Arguments pertinents
1. Inopérance des moyens d'appel : Les moyens d'appel soulevés par Mme B... contre le jugement n° 1302824 du 30 juin 2016 étaient jugés inopérants par rapport au titre exécutoire contesté. Le tribunal a souligné que "l'appel n'ayant, sauf dispositions particulières, pas d'effet suspensif, la présentation d'une requête d'appel de sa part dirigée contre le jugement [...] est également, par elle-même, sans influence sur le bien-fondé du titre exécutoire contesté".
2. Absence de nécessité d'un titre exécutoire : Le tribunal a conclu que le jugement était exécutoire et que le centre hospitalier n'était pas obligé d'émettre un titre exécutoire pour le recouvrement de la somme due. Par conséquent, "l'acte contesté étant superfétatoire, les conclusions tendant à son annulation ne sont manifestement pas recevables".
Interprétations et citations légales
L’ordonnance fait référence à plusieurs dispositions du Code de justice administrative qui régissent la compétence et le traitement des recours.

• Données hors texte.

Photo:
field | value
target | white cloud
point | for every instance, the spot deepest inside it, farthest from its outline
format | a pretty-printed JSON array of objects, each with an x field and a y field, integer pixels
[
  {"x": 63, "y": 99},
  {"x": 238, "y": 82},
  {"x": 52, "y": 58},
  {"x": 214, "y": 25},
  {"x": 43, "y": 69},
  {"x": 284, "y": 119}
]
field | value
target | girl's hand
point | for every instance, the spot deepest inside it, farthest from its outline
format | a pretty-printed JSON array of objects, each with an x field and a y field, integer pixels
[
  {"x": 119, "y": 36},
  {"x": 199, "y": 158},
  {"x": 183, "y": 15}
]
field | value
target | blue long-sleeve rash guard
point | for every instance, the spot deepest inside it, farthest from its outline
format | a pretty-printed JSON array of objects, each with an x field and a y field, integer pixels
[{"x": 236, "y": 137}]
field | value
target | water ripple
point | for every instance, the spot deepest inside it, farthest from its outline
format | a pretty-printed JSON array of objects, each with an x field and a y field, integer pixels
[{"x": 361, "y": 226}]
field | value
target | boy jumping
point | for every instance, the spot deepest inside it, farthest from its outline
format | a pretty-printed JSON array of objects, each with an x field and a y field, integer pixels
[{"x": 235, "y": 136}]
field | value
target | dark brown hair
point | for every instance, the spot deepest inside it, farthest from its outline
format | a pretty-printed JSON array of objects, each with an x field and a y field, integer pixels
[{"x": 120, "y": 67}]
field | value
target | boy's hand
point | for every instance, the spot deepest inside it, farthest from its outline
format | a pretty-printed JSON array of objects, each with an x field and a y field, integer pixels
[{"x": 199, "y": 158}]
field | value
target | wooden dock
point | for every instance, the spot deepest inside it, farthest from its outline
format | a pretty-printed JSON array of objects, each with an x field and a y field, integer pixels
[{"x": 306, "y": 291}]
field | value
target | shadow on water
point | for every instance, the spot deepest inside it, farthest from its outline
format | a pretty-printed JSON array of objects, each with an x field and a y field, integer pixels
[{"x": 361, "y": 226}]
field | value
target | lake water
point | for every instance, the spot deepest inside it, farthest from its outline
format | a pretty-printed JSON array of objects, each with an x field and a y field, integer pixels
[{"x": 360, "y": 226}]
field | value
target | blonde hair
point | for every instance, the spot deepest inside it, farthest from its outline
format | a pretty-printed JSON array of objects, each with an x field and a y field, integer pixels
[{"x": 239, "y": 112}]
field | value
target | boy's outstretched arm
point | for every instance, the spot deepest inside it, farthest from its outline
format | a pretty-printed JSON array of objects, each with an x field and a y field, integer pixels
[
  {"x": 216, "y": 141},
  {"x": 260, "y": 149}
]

1. Transmission de dossier et compétence :
- Code de justice administrative - Article R. 351-3 : Cet article stipule que lorsqu'une cour administrative d'appel ou un tribunal administratif estime qu'une affaire relève de la compétence d'une autre juridiction, il doit transmettre le dossier. La décision précise que le président du tribunal a appliqué cette disposition pour transmettre la demande de contestation du titre exécutoire.
2. Rejet des requêtes manifestement irrecevables :
- Code de justice administrative - Article R. 222-1, 4° et 7° : Ces dispositions permettent aux présidents de formations de jugement de rejeter des requêtes manifestement irrecevables. Le tribunal a évoqué que les moyens invoqués par Mme B... étaient "manifestement infondés" et n'avaient pas de portée sur le titre exécutoire émis.
Cette ordonnance met en lumière des principes cruciaux du droit administratif, notamment celui de l'exécution des jugements, la distinction entre les recours et leur effet suspensif, et la notion de double exécution des décisions de justice.